La farsa radical
Olavo de Carvalho
Jornal do Brasil, 21 de junio de 2007
El capitalismo distribuyó a las inmensas masas de la clase media beneficios que antes eran privilegios de la aristocracia. Pero la aristocracia pagaba un alto precio por ellos: era la casta guerrera, lista a morir en el campo de batalla en lugar de los comerciantes y campesinos, exentos a priori de obligación militar. Una vida de libertad y placeres a la sombra de la muerte inminente o una vida de trabajo y abstinencia en la relativa seguridad de la rutina económica, he las dos formas básicas de existencia que, en su equilibrio mutuo, marcaron el repertorio de la humanidad occidental hasta por lo menos el principio del siglo XIX.
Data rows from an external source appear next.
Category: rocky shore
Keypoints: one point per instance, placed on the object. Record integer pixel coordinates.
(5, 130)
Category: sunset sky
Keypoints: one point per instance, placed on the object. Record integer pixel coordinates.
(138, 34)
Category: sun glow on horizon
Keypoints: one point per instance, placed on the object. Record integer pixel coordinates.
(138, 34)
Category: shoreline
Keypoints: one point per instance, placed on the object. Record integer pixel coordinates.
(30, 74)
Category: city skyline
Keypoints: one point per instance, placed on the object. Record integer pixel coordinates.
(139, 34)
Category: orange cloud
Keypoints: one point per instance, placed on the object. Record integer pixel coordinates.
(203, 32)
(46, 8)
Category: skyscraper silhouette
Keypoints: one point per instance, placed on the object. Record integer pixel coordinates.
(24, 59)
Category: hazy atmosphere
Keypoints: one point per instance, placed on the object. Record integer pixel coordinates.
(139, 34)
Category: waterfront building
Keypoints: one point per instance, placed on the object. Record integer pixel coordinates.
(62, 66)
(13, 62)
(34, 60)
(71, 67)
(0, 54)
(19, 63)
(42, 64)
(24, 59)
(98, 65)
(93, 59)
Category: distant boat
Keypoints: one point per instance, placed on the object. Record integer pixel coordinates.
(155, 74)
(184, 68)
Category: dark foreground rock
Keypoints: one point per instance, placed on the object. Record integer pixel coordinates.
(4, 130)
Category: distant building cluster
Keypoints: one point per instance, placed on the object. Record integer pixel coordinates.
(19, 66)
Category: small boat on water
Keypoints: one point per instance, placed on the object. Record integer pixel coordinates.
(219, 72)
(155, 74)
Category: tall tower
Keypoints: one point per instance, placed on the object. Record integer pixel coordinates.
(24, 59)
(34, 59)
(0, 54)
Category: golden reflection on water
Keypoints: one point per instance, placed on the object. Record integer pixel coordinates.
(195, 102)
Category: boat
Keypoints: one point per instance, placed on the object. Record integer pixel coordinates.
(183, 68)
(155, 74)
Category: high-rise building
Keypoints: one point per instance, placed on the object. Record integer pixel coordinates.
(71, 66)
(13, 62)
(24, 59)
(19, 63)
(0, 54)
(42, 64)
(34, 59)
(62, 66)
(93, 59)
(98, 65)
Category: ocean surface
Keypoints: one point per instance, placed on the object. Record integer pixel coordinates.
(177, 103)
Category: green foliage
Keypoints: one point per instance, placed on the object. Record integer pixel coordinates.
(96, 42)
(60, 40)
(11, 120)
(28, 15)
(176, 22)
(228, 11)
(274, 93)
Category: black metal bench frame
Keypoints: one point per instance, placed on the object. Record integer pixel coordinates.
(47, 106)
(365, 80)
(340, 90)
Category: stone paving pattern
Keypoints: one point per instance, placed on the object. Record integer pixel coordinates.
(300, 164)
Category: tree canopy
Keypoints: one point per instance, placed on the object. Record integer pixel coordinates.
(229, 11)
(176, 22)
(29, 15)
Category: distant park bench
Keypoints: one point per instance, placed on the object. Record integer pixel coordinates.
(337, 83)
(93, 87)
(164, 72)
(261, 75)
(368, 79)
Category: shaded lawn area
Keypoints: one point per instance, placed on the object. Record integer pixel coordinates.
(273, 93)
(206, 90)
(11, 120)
Ciento y pocos años bastaron para que, en amplias áreas
de la superficie terrestre, no sólo el acceso a una cantidad de
bienes materiales nunca antes imaginados, como también la
libertad y los medios para la busca de placeres prácticamente sin
limitaciones fuesen abiertos a la pequeña burguesía y a
buena parte de la clase trabajadora, sin que a eso correspondiese una
plusvalía de obligaciones morales. Bien al contrario, la demanda
creciente por satisfacciones llegó acompañada de una
intolerancia cada vez mayor al sufrimiento y de la rebelión
general contra toda forma de “represión”. La
eternidad y la muerte desaparecieron del horizonte, la primera
volviéndose una ficción de otras épocas, la segunda
una idea indecente, prohibida en las conversaciones sanas. En poco
tiempo Europa y las Américas se habían poblado de una
nueva clase de adolescentes crónicos, ávidos de
sensaciones, rebeldes a toda limitación, disfrutando de la obra
de los siglos como si fuera un derecho natural y viviendo cada
día como si fuese la fecha inaugural de una especie de eternidad
terrestre.
Postiza, desequilibrada, fútil y basada en la ingratitud radical
para con las generaciones anteriores, esa forma de vida produjo una
tremenda acumulación de culpas inconscientes, las cuales, no
pudiendo recaer sobre los culpados auténticos – que toleran
la idea de culpas aún menos que la de la muerte - son proyectadas
de vuelta sobre la fuente de sus beneficios inmerecidos. De ahí
la aparente paradoja, tantas veces notada, de que el odio al capitalismo
no germine entre sus supuestas víctimas, los pobres, pero
justamente entre sus principales favorecidos: la clase media, los
estudiantes e intelectuales, el beautiful people de
los medios y de la moda, los hijitos-de-papá que van a la
universidad en un BMW de cien mil dólares y destruyen el
refectorio porque la comida no es gratis. No hay en ello paradoja
alguna: hay sólo la lógica implacable de la
proyección neurótica. La premisa oculta de esa
lógica es el hecho de que el verdadero pecado del capitalismo, la
ruptura del equilibrio natural entre placeres y deberes, no puede ser
denunciado. Se volvió un tabú. Hay que entonces inventar
culpas imaginarias, negar la realidad manifiesta de la prosperidad
general creciente y, en un giro lógico formidable, imputarle al
capitalismo inclusive la miseria de los países socialistas.
Grande o pequeño, moderado o extremado, todo rebelde anticapitalista, sin excepción, es un farsante – no sólo en sus actitudes exteriores, pero en la base misma de su personalidad, en la raíz de su estilo de vida.